OK. I admit I made that up. In fact, I believe that 73.5% of the Asterisk sysadmins don't know what those permissions mean and just put in the permissions stanza:

read = system,call,log,verbose,agent,user,config,dtmf,reporting,cdr,dialplan
write = system,call,agent,user,config,command,reporting,originate,message

or something similar that they copied from somewhere on the internet and just want the user to get full access.

By: Tzafrir Cohen (tzafrir) 2013-12-10 13:11:06.646-0600

Also note that an AMI user with config write permission and originate write permission has practically dialplan execution permission: UpdateConfig + Originate. So I would say that if a user has config write permission, I see no point in trying to try to prevent that user from running dialplan commands directly.

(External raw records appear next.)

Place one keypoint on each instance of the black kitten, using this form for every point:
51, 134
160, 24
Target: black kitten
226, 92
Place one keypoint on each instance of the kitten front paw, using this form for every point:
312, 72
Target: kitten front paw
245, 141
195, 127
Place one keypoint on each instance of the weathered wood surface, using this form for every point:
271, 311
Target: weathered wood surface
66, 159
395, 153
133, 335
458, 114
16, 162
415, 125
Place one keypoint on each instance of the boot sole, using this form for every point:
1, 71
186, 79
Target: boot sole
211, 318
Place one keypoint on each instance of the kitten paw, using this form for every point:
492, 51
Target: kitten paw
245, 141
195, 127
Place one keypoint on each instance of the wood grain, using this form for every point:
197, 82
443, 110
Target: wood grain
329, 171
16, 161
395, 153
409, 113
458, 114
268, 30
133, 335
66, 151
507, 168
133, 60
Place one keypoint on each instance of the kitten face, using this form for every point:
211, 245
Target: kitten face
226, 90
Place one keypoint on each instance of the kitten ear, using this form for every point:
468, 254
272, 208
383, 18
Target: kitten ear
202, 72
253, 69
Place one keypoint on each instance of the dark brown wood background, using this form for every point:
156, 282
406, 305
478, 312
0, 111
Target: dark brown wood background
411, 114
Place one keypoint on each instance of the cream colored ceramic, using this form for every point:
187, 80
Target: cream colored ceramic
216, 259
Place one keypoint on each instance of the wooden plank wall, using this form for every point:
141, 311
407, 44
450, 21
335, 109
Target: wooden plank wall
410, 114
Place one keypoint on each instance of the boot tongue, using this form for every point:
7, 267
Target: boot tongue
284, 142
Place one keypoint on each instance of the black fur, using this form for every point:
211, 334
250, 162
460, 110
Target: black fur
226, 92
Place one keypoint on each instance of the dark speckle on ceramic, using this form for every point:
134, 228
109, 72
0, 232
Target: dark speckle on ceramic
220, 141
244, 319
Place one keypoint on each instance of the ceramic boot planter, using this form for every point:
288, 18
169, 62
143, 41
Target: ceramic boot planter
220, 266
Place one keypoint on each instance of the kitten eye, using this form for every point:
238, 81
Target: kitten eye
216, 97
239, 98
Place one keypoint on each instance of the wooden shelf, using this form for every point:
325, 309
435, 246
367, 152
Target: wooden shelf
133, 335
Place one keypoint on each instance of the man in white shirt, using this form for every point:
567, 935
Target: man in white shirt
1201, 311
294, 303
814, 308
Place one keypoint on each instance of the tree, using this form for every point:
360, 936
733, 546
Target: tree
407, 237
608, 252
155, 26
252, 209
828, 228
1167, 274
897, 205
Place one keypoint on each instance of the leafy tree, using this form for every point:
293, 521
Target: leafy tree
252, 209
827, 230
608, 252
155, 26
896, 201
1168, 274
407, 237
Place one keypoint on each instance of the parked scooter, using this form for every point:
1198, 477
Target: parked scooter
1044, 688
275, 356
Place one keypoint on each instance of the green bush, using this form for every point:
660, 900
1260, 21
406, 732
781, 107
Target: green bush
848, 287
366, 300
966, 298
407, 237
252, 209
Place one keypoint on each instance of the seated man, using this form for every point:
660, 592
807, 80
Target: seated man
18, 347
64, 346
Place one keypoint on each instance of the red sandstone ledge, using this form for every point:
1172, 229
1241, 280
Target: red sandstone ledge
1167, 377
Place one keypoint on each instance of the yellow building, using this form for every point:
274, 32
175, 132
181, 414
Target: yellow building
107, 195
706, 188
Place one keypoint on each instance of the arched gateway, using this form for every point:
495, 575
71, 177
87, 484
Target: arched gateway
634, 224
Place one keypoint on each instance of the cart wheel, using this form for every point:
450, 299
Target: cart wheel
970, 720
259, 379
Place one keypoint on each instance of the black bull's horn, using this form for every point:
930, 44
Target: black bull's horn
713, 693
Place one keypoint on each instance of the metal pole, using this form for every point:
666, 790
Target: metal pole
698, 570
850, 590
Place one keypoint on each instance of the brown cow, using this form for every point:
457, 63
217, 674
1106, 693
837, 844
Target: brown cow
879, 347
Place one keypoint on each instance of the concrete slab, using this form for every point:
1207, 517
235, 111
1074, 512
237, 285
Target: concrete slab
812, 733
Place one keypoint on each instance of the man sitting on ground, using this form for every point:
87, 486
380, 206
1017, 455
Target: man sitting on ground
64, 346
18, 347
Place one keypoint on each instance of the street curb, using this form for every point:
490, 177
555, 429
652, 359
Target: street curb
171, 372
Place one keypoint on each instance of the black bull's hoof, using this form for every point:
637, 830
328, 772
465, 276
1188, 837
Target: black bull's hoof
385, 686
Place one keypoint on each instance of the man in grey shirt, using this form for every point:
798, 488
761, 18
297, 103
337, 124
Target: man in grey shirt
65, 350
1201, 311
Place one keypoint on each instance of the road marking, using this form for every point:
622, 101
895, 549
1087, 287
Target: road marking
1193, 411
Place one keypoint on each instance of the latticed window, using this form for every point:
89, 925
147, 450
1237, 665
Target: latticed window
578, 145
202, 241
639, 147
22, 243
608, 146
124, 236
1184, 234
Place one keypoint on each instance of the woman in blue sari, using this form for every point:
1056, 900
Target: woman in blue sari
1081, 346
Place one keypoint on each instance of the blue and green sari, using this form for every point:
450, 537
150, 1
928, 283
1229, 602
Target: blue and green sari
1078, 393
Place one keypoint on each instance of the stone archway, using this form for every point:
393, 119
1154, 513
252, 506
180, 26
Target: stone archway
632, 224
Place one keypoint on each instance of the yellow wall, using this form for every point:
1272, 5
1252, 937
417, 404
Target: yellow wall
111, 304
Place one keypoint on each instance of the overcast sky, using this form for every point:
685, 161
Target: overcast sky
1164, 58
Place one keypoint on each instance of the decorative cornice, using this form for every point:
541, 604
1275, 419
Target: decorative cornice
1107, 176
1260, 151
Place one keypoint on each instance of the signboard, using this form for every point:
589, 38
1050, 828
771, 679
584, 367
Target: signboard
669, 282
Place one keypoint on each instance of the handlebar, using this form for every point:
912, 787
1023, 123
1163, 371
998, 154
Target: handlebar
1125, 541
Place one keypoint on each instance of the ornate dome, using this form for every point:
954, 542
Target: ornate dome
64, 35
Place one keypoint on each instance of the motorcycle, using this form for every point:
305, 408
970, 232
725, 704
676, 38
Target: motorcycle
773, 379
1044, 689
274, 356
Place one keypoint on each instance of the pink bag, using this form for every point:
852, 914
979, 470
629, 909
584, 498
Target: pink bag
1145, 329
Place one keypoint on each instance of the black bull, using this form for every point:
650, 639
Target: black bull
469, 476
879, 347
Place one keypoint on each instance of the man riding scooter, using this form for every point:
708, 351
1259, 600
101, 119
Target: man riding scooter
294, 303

By: Walter Doekes (wdoekes) 2013-12-13 08:56:12.387-0600

Slightly off topic, but related nevertheless.

In ASTERISK-22982 I ran into the issue that there are scenarios where dialplan functions are called with a dummy channel (the CEL cel_custom backend).

In that particular case, the {{pbx_substitute_variables_helper}} is called to perform certain text substitutions (CSV_QUOTE), but it *shouldn't* be allowed to call functions that operate on channel internals (which may very well not be initialized) other than variables.

I could picture a flag added to functions that say: this-function-reads-variables-only. If there is a function that does more, the {{pbx_substitute_variables_helper}} could refuse to do the substitution and avoid a crash.

Just throwing it out there..

By: David M. Lee (dlee) 2013-12-13 09:16:33.177-0600

IMO, functions should be written so that they're a lot less crash-y when invoked with a dummy channel.

By: abelbeck (abelbeck) 2014-01-06 13:53:31.576-0600

For the WiKi URL:  See https://wiki.asterisk.org/wiki/x/1gKfAQ for more details.

The last line, "For Asterisk 11 and earlier"... the logic is reversed.

By: Michael L. Young (elguero) 2014-01-06 15:34:29.226-0600

@abelbeck Thanks, it has been corrected.